I think your adorable pup has the looks and personality of a "Casey". Maggie would have been Casey or Chico if she'd been a boy. Or maybe Bailey or Desi? LOL It is hard selecting names that "fit". I've had to come up with names for 3 human boys, 2 male puppies, and 4 male kittens in my lifetime. Finally, a girl! Her name came to me in an instant.....named after my friend's big black lab. No matter that our pup is little and cream colored......they're both sooooo lovable.


----------



## LouAnn (Dec 28, 2011)

I forgot to add that if you use Google, try a search for unusual dog names, cuban dog names, Havanese dog names......etc. etc. Maybe you'll find something that strikes your fancy. Good luck!


----------



## morriscsps (Aug 17, 2010)

Scooby, huh? My kids love Scooby. We have all the movies. What about the rest of the gang? Shaggy and Freddie?

Bobby, Jimmy, Joey, Tommy, Geordi, Ricky

Blackie, Smokey, Gordy, Buddy


----------



## Missy (Nov 6, 2006)

He looks like a Buddy to me.


----------



## nlb (Feb 26, 2012)

How about Oreo, or orie for short? I like food names.


----------



## Charleysmom (Dec 6, 2011)

morriscsps said:


> Scooby, huh? My kids love Scooby. We have all the movies. What about the rest of the gang? Shaggy and Freddie?
> 
> Bobby, Jimmy, Joey, Tommy, Geordi, Ricky
> 
> Blackie, Smokey, Gordy, Buddy


I also like the name buddy. He is my little buddy after all.


----------



## Charleysmom (Dec 6, 2011)

LouAnn said:


> I think your adorable pup has the looks and personality of a "Casey". Maggie would have been Casey or Chico if she'd been a boy. Or maybe Bailey or Desi? LOL It is hard selecting names that "fit". I've had to come up with names for 3 human boys, 2 male puppies, and 4 male kittens in my lifetime. Finally, a girl! Her name came to me in an instant.....named after my friend's big black lab. No matter that our pup is little and cream colored......they're both sooooo lovable.
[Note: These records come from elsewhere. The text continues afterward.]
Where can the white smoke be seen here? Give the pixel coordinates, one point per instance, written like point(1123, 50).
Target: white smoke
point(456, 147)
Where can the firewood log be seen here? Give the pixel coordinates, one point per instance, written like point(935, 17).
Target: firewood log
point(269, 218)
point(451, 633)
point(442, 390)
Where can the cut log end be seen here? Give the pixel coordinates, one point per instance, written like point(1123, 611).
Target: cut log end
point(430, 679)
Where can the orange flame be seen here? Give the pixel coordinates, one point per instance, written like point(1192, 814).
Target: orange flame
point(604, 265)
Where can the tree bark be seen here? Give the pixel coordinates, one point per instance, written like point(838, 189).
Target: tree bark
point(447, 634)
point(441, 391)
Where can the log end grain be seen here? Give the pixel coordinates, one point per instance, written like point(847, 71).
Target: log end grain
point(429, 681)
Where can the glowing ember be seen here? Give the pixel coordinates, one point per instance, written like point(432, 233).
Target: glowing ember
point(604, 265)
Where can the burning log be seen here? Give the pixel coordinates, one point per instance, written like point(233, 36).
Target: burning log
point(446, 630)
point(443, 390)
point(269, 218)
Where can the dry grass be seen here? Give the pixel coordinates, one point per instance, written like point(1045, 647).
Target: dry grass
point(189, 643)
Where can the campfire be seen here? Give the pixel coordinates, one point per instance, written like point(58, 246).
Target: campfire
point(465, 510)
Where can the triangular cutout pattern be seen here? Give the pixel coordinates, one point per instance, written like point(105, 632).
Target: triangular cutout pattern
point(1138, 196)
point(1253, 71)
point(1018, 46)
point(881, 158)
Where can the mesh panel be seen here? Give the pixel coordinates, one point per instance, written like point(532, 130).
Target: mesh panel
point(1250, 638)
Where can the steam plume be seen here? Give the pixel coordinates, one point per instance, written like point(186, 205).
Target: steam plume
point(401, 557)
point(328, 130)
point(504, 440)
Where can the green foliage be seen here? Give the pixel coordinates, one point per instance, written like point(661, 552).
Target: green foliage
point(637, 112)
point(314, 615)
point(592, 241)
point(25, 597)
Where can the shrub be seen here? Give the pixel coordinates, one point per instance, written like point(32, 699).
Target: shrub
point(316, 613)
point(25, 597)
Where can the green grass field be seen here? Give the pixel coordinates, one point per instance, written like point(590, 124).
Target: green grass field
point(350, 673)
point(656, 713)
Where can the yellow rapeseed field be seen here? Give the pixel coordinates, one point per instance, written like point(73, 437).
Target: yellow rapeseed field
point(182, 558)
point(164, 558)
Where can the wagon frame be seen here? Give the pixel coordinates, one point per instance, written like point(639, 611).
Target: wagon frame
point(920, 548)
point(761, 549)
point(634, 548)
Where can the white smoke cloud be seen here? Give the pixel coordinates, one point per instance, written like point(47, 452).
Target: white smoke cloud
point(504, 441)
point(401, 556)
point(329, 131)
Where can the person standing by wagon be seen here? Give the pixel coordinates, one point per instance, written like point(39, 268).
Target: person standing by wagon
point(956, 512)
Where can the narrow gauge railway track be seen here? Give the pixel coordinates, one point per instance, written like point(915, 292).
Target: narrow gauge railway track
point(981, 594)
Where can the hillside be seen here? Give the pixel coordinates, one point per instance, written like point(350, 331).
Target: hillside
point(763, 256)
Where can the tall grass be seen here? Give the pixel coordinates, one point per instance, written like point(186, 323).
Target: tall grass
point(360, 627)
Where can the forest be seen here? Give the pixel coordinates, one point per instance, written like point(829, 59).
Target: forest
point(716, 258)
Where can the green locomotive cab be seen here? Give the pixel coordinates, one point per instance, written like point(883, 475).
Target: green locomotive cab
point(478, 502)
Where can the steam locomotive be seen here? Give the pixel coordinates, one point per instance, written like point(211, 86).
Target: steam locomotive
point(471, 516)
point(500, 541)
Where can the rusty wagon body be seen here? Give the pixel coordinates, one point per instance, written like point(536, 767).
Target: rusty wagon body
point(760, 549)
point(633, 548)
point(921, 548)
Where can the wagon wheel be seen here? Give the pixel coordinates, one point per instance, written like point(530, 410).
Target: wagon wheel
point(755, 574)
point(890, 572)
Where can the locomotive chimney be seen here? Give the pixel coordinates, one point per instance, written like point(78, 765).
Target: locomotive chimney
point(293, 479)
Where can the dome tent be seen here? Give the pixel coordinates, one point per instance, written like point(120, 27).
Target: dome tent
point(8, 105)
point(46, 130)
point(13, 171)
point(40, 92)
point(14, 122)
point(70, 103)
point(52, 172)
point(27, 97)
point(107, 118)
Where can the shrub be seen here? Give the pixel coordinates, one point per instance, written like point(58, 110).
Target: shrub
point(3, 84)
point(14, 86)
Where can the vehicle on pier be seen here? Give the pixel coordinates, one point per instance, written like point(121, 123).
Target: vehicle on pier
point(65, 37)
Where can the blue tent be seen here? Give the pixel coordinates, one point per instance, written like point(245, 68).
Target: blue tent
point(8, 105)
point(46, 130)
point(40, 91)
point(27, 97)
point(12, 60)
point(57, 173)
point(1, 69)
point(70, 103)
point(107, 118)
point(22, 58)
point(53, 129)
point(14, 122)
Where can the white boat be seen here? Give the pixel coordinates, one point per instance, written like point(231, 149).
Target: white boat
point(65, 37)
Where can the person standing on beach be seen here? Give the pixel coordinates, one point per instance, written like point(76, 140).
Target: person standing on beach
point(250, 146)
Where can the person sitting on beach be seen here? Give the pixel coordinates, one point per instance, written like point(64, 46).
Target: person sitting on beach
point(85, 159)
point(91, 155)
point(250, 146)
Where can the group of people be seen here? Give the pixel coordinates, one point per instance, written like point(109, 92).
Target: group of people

Casey is a really nice name. My neighbor's dog was a Casey although they're okay if I use it.


----------



## TilliesMom (Sep 30, 2010)

oh my goodness, I love the name Shaggy!! awesome! LOL


----------



## Grindstone50 (Feb 13, 2012)

Piper? Journey? Clayton? Bingo? Dancer? Pepsi? Beau? Lucky? Happy? Jasper? Runner?

Mickey? Pepper? Peppy? Pip?


----------



## morriscsps (Aug 17, 2010)

Yeti? or rather Mini-Yeti?

Loki? The Norse Trickster God.

Digby? Huckleberry, Blackberry, Mugsy,


----------



## Rita Nelson (Jul 13, 2009)

loriabigail said:


> I also like the name buddy. He is my little buddy after all.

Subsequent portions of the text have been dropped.